Eine kürzlich veröffentlichte norwegische Erhe-bung bei 40 000 Frauen mit Brustkrebs lässt den Schluss zu, dass das Mammografie-Screening kaum Anteil an den gesunkenen Sterberaten unter den betroffenen Frauen hat. Das meiste haben neue Therapieoptionen bewirkt.

Gezielt Risikogruppen angehen

Zugleich macht das Screening jedoch viele Frauen unnötigerweise zu Patientinnen, weil sehr oft falscher Alarm ausgelöst wird, unnötige Operationen oder gar Strahlen- und Chemotherapien stattfinden. Ein Screening mit nachgewiesenem Nutzen ist hingegen die Hautkrebsvorsorge. Auch ein Brustkrebs-Screening hält Rogler für sinnvoll, wenn man es gezielt bei Frauen mit erhöhtem Risiko vornimmt, zum Beispiel wenn Brustkrebs in der Familie gehäuft vorkommt. Eine günstige Nutzen-Risiko-Bilanz erhält man demnach, wenn nicht flächendeckend, sondern gezielt in Risikogruppen nach bestimmten Krankheiten gesucht wird. Mit den immer besseren diagnostischen Möglichkeiten werden auch die Befunde immer detaillierter. Neue Geräte ermöglichen dreidimensionale Einblicke in sämtliche Nischen des Organismus. Wer es sich leisten kann, lässt seinen Körper komplett durchleuchten, Leberenzymsysteme auf mögliche Verstoffwechselungsprobleme von Medikamenten untersuchen oder gleich sein ganzes Genom sequenzieren.
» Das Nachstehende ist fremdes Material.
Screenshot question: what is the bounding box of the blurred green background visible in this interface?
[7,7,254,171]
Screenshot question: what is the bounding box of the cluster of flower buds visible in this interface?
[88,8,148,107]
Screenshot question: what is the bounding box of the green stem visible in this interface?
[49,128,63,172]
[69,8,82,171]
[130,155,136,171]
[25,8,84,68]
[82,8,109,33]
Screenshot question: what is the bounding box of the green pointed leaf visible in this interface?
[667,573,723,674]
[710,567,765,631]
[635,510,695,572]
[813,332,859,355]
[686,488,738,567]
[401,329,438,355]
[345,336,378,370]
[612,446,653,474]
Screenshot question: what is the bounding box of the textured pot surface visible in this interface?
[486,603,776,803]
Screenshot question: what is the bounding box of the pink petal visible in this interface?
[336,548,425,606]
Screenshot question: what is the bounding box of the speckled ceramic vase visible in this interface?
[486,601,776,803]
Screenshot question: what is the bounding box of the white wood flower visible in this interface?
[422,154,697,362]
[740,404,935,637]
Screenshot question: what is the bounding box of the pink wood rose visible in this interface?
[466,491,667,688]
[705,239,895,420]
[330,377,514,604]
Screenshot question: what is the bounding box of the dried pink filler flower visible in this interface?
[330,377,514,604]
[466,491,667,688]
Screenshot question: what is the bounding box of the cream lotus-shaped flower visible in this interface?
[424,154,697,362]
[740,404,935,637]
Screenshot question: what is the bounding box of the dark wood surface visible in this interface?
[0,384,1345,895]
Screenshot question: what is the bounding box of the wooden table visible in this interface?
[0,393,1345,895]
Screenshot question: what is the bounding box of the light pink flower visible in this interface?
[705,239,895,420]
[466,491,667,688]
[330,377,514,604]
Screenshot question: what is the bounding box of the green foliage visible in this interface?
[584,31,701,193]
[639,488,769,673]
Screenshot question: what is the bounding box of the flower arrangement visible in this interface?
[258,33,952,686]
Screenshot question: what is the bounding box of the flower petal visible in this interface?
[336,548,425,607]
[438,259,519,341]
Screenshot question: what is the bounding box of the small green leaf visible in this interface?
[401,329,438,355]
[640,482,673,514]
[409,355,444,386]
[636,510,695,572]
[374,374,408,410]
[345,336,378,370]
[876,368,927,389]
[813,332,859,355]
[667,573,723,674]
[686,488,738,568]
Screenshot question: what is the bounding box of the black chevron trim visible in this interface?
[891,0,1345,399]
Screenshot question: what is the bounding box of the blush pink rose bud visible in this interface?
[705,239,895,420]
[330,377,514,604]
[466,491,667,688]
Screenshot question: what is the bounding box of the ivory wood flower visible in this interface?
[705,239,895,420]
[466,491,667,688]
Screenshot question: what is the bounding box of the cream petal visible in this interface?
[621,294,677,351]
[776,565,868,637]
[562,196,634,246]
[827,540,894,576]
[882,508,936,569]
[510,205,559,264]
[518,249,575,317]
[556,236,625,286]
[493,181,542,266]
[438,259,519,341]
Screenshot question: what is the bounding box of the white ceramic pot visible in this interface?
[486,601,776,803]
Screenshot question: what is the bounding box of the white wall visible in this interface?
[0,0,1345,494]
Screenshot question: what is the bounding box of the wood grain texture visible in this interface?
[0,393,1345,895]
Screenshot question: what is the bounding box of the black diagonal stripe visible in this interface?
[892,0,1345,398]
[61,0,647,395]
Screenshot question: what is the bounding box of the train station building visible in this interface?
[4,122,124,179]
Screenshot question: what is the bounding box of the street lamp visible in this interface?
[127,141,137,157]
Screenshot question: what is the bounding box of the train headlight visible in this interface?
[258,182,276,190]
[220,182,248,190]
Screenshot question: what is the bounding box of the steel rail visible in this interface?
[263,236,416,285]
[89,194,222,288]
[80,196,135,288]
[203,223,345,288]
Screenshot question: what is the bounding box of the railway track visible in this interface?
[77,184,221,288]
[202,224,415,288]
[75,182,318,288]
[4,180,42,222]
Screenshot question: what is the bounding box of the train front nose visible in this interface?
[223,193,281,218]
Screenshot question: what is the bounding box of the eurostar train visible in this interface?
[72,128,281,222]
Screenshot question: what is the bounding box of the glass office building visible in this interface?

Geringe Aussagekraft von Tests

Doch an sich sinnvolle Technologien können – vor allem durch eine kommerzielle Vermarktung – diskreditiert werden, warnt Rogler und nennt ein Beispiel aus seinem Fachgebiet. Private Institute bieten einen Gentest für Morbus Crohn an, einer nicht heilbaren chronischen Entzündung des Darms. Treten bestimmte Genveränderungen auf, erkrankt der Träger mit einer 40-prozentigen Wahrscheinlichkeit an Morbus Crohn. Das hört sich bedrohlich an. Allerdings kommen diese Veränderungen auch bei 10 Prozent aller Gesunden vor. Rogler rechnet vor: «Von 10 000 Menschen haben 20 Morbus Crohn. Weniger als die Hälfte von ihnen haben diese Veränderungen. Dagegen stehen 1200 von 10 000 Gesunden, die ebenfalls die Genveränderung aufweisen, aber nie erkranken werden. Das Verhältnis von Erkrankten zu Nichterkrankten mit dieser Genveränderung beträgt also etwa 10 zu 1200. Das macht die Aussagekraft eines solchen Gentests mehr als fraglich.»

Wie viel Präventivmedizin und ungezielte Diagnostik ist also sinnvoll? Dies ist vor allem eine Frage, die sich Ärzte stellen müssen.